Life Recorder
In 2006, writing about future threats on privacy, I described a life recorder:
A “life recorder” you can wear on your lapel that constantly records is still a few generations off: 200 gigabytes/year for audio and 700 gigabytes/year for video. It’ll be sold as a security device, so that no one can attack you without being recorded.
I can’t find a quote right now, but in talks I would say that this kind of technology would first be used by groups of people with diminished rights: children, soldiers, prisoners, and the non-lucid elderly.
It’s been proposed:
With GPS capabilities built into phones that can be made ever smaller, and the ability for these phones to transmit both sound and audio, isn’t it time to think about a wearable device that could be used to call for help and accurately report what was happening?
[…]
The device could contain cameras and microphones that activate if the device was triggered to create evidence that could locate an attacker and cause them to flee, an alarm sound that could help locate the victim and also help scare off an attacker, and a set of sensors that could detect everything from sudden deceleration to an irregular heartbeat or compromised breathing.
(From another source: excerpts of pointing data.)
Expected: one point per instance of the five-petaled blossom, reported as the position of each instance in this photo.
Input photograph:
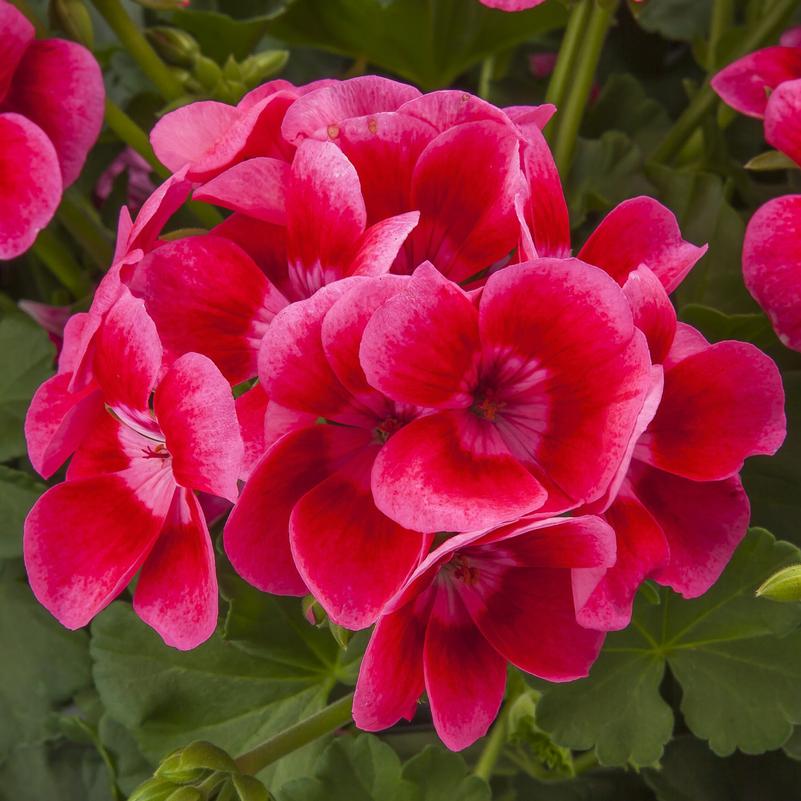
(51, 111)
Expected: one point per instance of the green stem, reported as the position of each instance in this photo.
(55, 254)
(569, 49)
(720, 21)
(131, 38)
(705, 98)
(289, 740)
(133, 136)
(493, 746)
(83, 224)
(578, 92)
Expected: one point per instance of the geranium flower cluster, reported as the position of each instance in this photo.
(766, 85)
(445, 424)
(51, 112)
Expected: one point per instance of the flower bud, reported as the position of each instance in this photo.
(783, 586)
(73, 18)
(155, 789)
(261, 66)
(248, 788)
(174, 45)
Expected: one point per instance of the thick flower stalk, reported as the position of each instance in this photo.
(445, 424)
(51, 112)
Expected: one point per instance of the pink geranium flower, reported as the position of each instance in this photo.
(476, 602)
(678, 507)
(534, 390)
(306, 518)
(51, 112)
(128, 503)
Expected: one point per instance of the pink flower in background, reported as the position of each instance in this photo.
(51, 112)
(139, 184)
(128, 502)
(476, 602)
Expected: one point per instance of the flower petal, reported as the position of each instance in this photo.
(85, 540)
(177, 589)
(718, 407)
(58, 85)
(257, 532)
(772, 265)
(352, 558)
(450, 471)
(641, 231)
(31, 182)
(465, 677)
(196, 412)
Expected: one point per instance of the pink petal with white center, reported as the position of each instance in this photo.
(177, 589)
(319, 113)
(31, 181)
(257, 532)
(641, 231)
(185, 135)
(293, 366)
(641, 550)
(84, 540)
(545, 208)
(464, 185)
(16, 33)
(195, 409)
(783, 119)
(451, 471)
(58, 420)
(352, 558)
(127, 356)
(206, 295)
(772, 265)
(568, 373)
(422, 346)
(384, 149)
(718, 407)
(325, 216)
(653, 312)
(251, 411)
(58, 85)
(379, 245)
(703, 522)
(256, 187)
(745, 84)
(343, 329)
(465, 677)
(391, 673)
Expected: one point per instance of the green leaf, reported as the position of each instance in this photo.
(18, 492)
(43, 666)
(218, 692)
(691, 772)
(26, 360)
(429, 42)
(736, 658)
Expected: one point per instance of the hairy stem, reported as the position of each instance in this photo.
(705, 98)
(289, 740)
(131, 38)
(581, 80)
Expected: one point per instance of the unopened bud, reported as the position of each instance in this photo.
(783, 586)
(173, 45)
(73, 18)
(155, 789)
(249, 788)
(257, 68)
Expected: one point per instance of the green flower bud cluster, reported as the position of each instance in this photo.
(200, 772)
(202, 76)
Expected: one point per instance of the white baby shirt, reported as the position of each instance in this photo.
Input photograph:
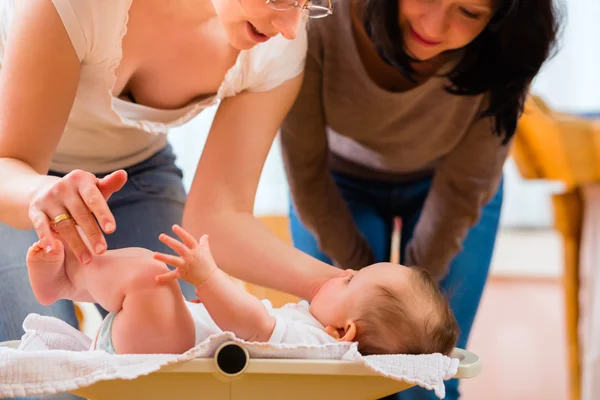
(294, 324)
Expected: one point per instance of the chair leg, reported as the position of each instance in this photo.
(568, 210)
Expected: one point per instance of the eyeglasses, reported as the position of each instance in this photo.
(314, 8)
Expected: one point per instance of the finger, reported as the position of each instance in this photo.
(169, 259)
(43, 229)
(185, 236)
(112, 183)
(86, 221)
(174, 244)
(169, 276)
(95, 203)
(68, 231)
Just one sentence on the security and privacy issues:
Indeed, privacy concerns need to be addressed so that stalkers and predators couldn’t compromise the device.
Indeed.
Oz Ozzie • April 19, 2010 6:47 AM
I was going to write a sci-fi story about this. I fear I’m going to have to get a move on before it’s too late…
This sort of thing requires every to buy in. Since that won’t happen in this society, it’ll grow behind closed-gate opt-in communities, but they’ll have rather different social mores to the one we live in now.